L'ère numérique engage tous les aspects du processus littéraire. Les relations interpersonnelles qu'il implique (entre auteurs, éditeurs, agents, critiques, lecteurs, etc.) sont particulièrement bouleversées par les nouvelles technologies : le geste littéraire se déploie sur différentes plateformes, le livre se détache de son support physique, l'auteur·ice peut disparaître face aux possibilités offertes par la génération automatique (intelligence artificielle), les hiérarchies et les médiations éditoriales sont remises en cause. Mais comment ces changements se reflètent-ils dans le roman lui-même ? Comment ce nouveau contexte a-t-il redéfini les relations avec la sphère politique (si tant est qu'il les ait redéfinies) ? Quel roman politique est-il possible à l'ère numérique ?
Trois axes principaux seront envisagés :
1. Comment les technologies numériques redéfinissent-elles les liens entre le roman et la sphère politique ?
- Déplacent-elles la dépendance de la sphère politique vers la sphère économique ? On sait que la plupart de ces technologies sont détenues par des entreprises privées : quels sont les enjeux de ces situations de propriété ?
- Quelles possibilités offrent-elles (ou non) pour, par exemple, résister à la censure ou la contourner ?
- Comment la sphère numérique interagit-elle avec l'espace physique des États, des institutions et des zones géopolitiques ? Et comment ces interactions se reflètent-elles dans l'écriture littéraire en général et dans le roman politique en particulier ?

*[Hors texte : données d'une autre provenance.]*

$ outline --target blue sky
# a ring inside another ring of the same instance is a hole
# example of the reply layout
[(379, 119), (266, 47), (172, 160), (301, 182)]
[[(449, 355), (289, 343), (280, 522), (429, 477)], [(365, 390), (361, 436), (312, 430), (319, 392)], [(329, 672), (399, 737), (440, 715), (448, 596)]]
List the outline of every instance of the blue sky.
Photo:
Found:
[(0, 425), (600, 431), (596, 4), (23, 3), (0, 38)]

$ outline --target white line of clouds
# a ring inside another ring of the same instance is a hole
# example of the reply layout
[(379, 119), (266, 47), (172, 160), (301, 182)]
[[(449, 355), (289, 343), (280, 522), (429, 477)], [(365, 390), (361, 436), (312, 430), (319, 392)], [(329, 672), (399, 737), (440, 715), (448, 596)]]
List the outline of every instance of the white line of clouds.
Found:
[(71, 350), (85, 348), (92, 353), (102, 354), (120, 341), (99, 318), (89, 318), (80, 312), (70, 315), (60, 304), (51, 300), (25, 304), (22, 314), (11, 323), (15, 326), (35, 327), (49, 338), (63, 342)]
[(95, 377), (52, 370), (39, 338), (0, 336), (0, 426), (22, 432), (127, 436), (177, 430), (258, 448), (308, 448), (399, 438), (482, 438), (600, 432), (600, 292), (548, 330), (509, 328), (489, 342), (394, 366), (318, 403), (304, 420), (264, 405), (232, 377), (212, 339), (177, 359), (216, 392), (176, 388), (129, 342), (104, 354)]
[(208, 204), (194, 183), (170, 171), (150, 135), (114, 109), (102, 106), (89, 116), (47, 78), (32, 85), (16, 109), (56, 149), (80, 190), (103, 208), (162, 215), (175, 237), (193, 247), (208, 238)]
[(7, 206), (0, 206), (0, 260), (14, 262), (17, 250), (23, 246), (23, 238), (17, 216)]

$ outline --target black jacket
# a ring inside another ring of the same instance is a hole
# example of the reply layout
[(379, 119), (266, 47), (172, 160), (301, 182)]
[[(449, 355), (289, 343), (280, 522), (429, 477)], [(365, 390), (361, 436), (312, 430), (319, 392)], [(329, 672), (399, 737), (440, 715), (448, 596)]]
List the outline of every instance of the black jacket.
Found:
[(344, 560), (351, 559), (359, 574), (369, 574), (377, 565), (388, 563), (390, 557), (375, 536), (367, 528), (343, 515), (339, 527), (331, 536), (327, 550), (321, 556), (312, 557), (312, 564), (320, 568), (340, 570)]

2. Dans quelle mesure et de quelles manières concrètes la numérisation généralisée a-t-elle un impact sur les modes de création et de lecture de la littérature ?
- La création collective, encouragée par un écrivain ou sollicitée par une communauté de fans, s'oppose au mythe du créateur génial. Peut-on parler de démocratisation dans ce contexte ?
- Dans quelle mesure l'intelligence artificielle redéfinit-elle la notion d'auteur·ice - et celle de lecteur·ice ?
- Quelles sont les implications linguistiques des technologies numériques pour l'écriture romanesque ? Est-il possible de concevoir un roman politique algorithmique ?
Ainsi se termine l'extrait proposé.